In areas where lithological identification and correlation is difficult, the density log can give useful assistance.
The density log provides more representative and detailed density values for gravity meter interpretation than has been available from measurements made on either bit cuttings, well cores or outcrop samples.
Densities derived from the density log provide a means of calculating the formation porosity in limestone and sandstone reservoirs.
Well logging equipment has been developed for measuring and recording many properties of the rocks through which the borehole passes, which are useful in the solution of exploration, well completion and petroleum production problems. Rock density or weight per unit volume of rock is a very important and basic rock property which has never been fully exploited. This has been due principally to the difficulty in making a suitable measurement of formation density from the borehole. However, within the past few years application of the strong effect of the density of materials on the absorption of gamma rays passing through them has provided a reliable means of making a continuous well log of formation density.
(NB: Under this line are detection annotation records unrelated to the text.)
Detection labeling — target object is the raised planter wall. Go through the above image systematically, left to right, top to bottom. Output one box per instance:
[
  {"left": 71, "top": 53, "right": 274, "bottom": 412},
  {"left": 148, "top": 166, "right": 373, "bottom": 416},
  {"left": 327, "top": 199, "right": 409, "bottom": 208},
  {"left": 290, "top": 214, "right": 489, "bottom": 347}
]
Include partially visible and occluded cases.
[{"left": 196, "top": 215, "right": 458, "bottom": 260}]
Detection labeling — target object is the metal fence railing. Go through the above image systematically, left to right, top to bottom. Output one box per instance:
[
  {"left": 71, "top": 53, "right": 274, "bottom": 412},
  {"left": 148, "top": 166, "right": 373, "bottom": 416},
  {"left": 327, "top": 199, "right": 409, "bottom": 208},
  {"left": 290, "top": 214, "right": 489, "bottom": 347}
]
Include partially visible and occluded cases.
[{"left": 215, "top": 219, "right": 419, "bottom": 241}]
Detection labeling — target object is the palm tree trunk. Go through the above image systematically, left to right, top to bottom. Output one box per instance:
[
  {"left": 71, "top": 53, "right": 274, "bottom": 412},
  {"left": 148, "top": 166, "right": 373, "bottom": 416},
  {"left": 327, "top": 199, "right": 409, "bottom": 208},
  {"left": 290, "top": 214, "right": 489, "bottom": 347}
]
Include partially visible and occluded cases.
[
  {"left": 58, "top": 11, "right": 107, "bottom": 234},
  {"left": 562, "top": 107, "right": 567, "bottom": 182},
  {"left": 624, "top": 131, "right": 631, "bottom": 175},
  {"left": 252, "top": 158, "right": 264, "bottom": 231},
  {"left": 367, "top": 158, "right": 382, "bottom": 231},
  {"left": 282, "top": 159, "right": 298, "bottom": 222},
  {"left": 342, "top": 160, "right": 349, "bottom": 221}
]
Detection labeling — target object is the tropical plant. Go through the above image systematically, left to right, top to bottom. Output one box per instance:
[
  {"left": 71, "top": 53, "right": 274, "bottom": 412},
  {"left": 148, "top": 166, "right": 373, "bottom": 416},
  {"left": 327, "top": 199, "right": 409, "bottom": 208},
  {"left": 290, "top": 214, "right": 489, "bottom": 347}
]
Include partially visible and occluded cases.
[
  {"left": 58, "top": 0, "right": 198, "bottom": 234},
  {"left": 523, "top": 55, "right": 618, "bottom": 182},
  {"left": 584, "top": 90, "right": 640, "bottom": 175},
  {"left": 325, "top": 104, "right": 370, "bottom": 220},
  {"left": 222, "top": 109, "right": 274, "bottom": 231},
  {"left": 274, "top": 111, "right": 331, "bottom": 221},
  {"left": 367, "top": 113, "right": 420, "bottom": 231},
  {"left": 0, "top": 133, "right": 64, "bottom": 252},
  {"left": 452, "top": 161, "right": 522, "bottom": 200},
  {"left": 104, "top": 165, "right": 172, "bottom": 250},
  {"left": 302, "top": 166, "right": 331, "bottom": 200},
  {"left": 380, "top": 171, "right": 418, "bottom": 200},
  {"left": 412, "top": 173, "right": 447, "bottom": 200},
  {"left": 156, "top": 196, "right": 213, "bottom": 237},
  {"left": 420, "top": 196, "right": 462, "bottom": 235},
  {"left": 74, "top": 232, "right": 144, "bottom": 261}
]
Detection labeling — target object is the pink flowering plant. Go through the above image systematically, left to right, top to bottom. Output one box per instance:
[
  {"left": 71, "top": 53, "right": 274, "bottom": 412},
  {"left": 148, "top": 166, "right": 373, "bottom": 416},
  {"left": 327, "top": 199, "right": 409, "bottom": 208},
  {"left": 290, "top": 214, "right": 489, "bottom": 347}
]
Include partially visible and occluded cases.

The density of materials can be measured in pounds per cubic foot but the metric unit, grams per cubic centimeter, is more commonly used because it is numerically equal to the specific gravity of the material, that is, the number of times the material is heavier than the same volume of water. The density of a rock is dependent upon the minerals of which it is composed. It varies from a low of 1.30 for lignites, through 2.05 for sulfur, 2.15 for salt, 2.31 for gypsum, 2.65 for clean non-porous sandstones, 2.71 for limestone, 2.85 for pure dolomites and 2.92 for anhydrite. These densities may be used for lithological identification of rocks which are known to be pure and non-porous. Fig. 1 illustrates the correlation of two logs showing density difference lithologically. However, many of the sediments are heterogeneous mixtures and cannot be identified on the basis of density measurement alone.